Zur Beurteilung der letzten englischen Regierungskrise und ihrer provisorischen Lösung reichen deutsche Maßstäbe nicht aus. Westminster und Republik-Platz, Downing Street und Wilhelm-Straße, da läßt sich keine geistige Linie ziehen, so gern auch unsre Politiker englischen Schnitt tragen möchten. Hier: langgewalzte Krisen, kühle Mißachtung der Verfassung, Diktatur der Bureaukratie. Drüben: schnelle praktische Lösungen, strenge Beachtung der durch Gesetz und Überlieferung geheiligten Formen. Bei uns: Verschweigen von Gefahren, Optimismus erste Bürgerpflicht. Jenseits des Kanals: schonungslose Aufdeckung der politischen und wirtschaftlichen Wahrheit, ja starke Übertreibung, um materielle und geistige Widerstandskräfte zu wecken. Der Labourpremier wendet sich hilfesuchend an den Oppositionsführer, der sich ohne strangulierende Bedingungen zur Mitarbeit bereit findet. Zwar trennt ihn dieser Schritt von seiner eignen Partei. Aber er nennt die Genossen von gestern nicht »schlechte Patrioten«, weil sie ihm nicht mehr zu folgen vermögen, und sie selbst, die ihn der ernstesten Parteigefährdung zeihen, schelten ihn deswegen nicht »Sozialverräter« oder »Renegat«. Eine nüchterne und saubere Abwicklung unter Beachtung oft erprobter Spielregeln. Man gibt der Politik viel, aber nicht mehr als ihr zukommt. Man packt ihr keine Weltanschauung, kein zweifelhaftes Philosophem auf; kein Fanatismus lodert. Auf Anständigkeit der Haltung, die äußerste Anspannung aller Energien nicht zu beeinträchtigen braucht, wird mehr Wert gelegt als auf Prinzipien oder auf das Bewußtsein, der bessere Mensch zu sein. So hat England den Krieg gewonnen, so tritt es in den Kampf gegen den größten Gegner, den seine Macht bisher gefunden hat, gegen die Weltkrise der Wirtschaft.

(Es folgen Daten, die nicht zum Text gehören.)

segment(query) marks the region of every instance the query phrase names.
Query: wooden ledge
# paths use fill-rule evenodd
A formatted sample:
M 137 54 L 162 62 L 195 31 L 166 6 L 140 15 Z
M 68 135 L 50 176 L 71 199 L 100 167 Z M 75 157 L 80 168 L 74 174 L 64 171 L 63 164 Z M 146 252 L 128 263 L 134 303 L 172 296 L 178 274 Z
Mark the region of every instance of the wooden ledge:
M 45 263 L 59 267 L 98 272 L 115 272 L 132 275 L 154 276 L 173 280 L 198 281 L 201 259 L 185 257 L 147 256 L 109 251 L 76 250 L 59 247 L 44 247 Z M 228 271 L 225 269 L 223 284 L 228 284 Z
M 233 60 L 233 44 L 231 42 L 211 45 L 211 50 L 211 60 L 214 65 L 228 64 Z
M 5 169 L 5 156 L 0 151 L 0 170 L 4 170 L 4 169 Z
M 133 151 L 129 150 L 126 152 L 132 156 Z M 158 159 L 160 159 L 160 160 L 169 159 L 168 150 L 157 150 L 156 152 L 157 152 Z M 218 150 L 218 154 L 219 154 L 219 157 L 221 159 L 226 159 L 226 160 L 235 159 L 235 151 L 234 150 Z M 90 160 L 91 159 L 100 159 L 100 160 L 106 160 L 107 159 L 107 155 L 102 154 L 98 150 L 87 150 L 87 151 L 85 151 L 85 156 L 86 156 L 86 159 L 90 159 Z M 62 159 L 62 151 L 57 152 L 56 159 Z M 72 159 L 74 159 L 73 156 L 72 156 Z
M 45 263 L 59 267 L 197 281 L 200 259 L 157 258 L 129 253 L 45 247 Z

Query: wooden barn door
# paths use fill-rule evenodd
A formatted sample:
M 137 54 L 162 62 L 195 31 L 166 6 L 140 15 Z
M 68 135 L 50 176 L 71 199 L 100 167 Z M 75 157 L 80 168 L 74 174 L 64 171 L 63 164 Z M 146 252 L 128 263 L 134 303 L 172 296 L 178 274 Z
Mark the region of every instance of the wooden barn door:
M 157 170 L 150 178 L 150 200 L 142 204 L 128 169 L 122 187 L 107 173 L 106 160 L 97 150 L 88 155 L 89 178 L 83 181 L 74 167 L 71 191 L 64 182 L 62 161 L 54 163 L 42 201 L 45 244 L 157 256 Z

Nachdem man dies mit dem Neid des Fernwohnenden und an schlechtere politische Formen Gewöhnten gern konstatiert hat, muß man leider zur Sache sagen, daß James Ramsay MacDonald und Philip Snowden einen verhängnisvollen Weg eingeschlagen haben, indem sie in der Kapitulation vor der City und den amerikanischen Bankiers die einzige Rettung sahen. Es wäre verfehlt, ihnen persönlichen Ehrgeiz zu unterschieben, Festhalten an Ministersesseln, die ihnen nicht mehr gehören. Beide haben nicht nur im Krieg, als sie in schärfster Opposition standen und alle Konsequenzen trugen, ihre Makellosigkeit bewiesen. Aber beide teilen mit den meisten sozialdemokratischen Führern von heute den Unglauben in die Bedeutung proletarischer Aktionen. Wo Kapitalismus und Arbeiterschaft im Interessenkampfe zusammenstoßen, da muß die Arbeiterschaft der schwächere Teil sein und nachgeben. Auch die englische Sanierung soll auf Kosten der Arbeiterschaft geschehen, und dabei ist noch gar nicht sicher, ob diese Sanierung mit den Mitteln eines überalterten und nicht mehr schöpfungskräftigen Kapitalismus auch gelingen wird. Das Opfer der Arbeiterschaft dürfte also wahrscheinlich ganz umsonst dargebracht werden.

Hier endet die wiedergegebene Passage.